Os novos planos russos foram divulgados na sexta-feira e podem passar por um corredor da Moldova até aos territórios separatistas. Até 9 de maio, a data em que Putin desejará ter algo para apresentar aos russos, a Ucrânia espera receber muito armamento, para também começar a atacar. A análise feita à CNN Portugal por dois especialistas

Já lá vão dois meses de guerra e o regime de Vladimir Putin ainda não conseguiu apresentar uma vitória militar importante. O ministro da Defesa da Rússia, Sergei Shoigu, tentou declarar o controlo de Mariupol, mas a Ucrânia continua a garantir que a resistência, embora pequena, ainda existe. Nesse mesmo dia, o presidente dos Estados Unidos disse: "É questionável. Ainda não há qualquer prova de que Putin controle Mariupol". 

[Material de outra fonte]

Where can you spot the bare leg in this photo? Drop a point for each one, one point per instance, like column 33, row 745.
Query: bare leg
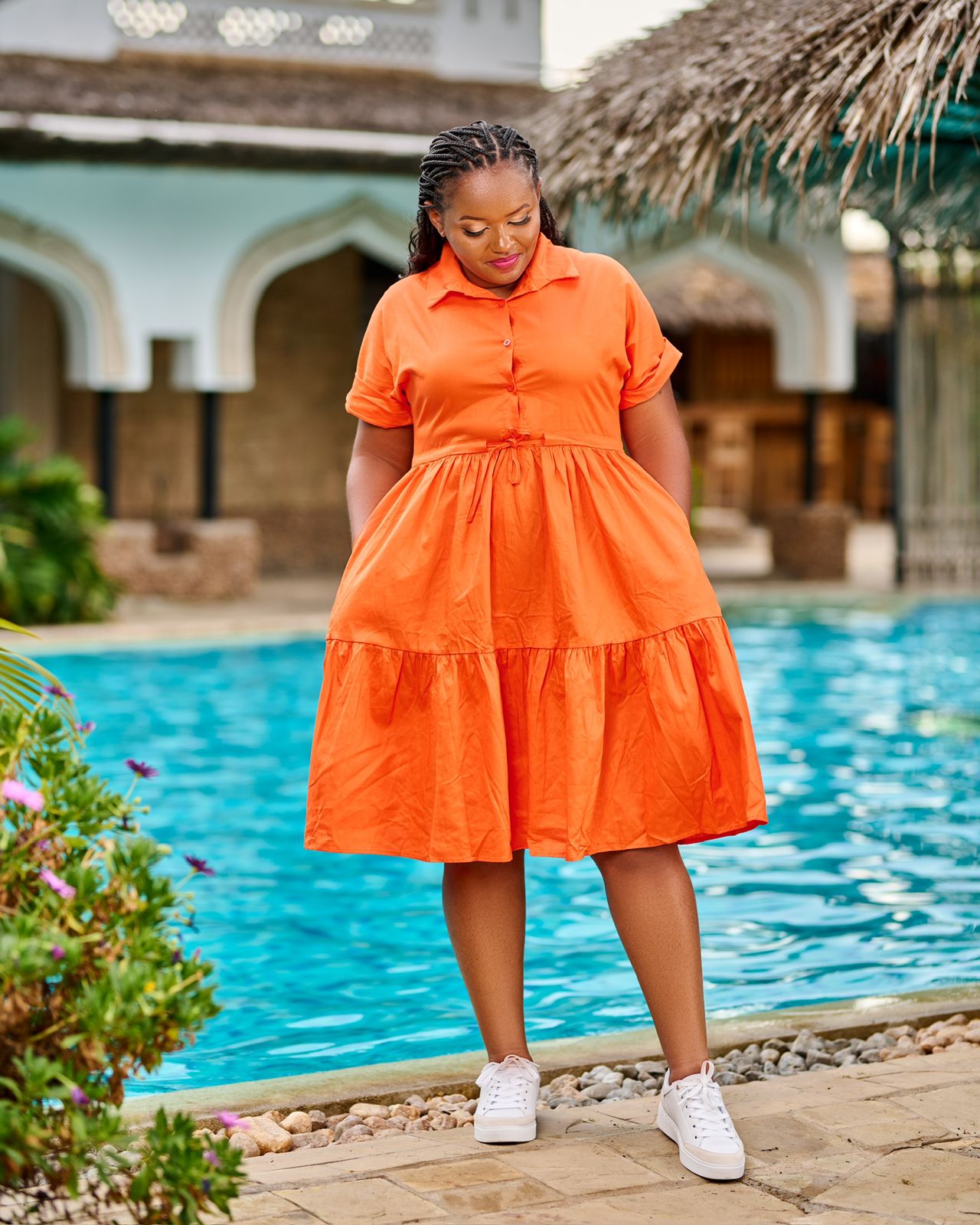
column 485, row 916
column 652, row 902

Depois de não terem conseguido tomar Kiev, os russos mudaram de estratégia. Entrámos numa nova fase da guerra e o Kremlin parece estar numa luta contra o tempo para apresentar resultados palpáveis, que mostrem ao povo russo o porquê da chamada "operação militar especial", mas também para provar ao Ocidente que a Rússia continua a ser uma potência mundial, capaz de vencer uma guerra. 

O que está em cima da mesa? 

O foco de Putin passou a ser a região do Donbass e Mariupol. Para conseguir declarar vitória, ainda que parcial, os objetivos passam por conquistar todo o Donbass, criar um corredor terrestre até à Crimeia, tomar Odessa e bloquear os portos ucranianos no mar Negro. Segundo os últimos planos, revelados por um major-general russo, pode ainda estar em cima chegar ao pequeno território separatista da Moldova, a Transnístria, para criar um corredor.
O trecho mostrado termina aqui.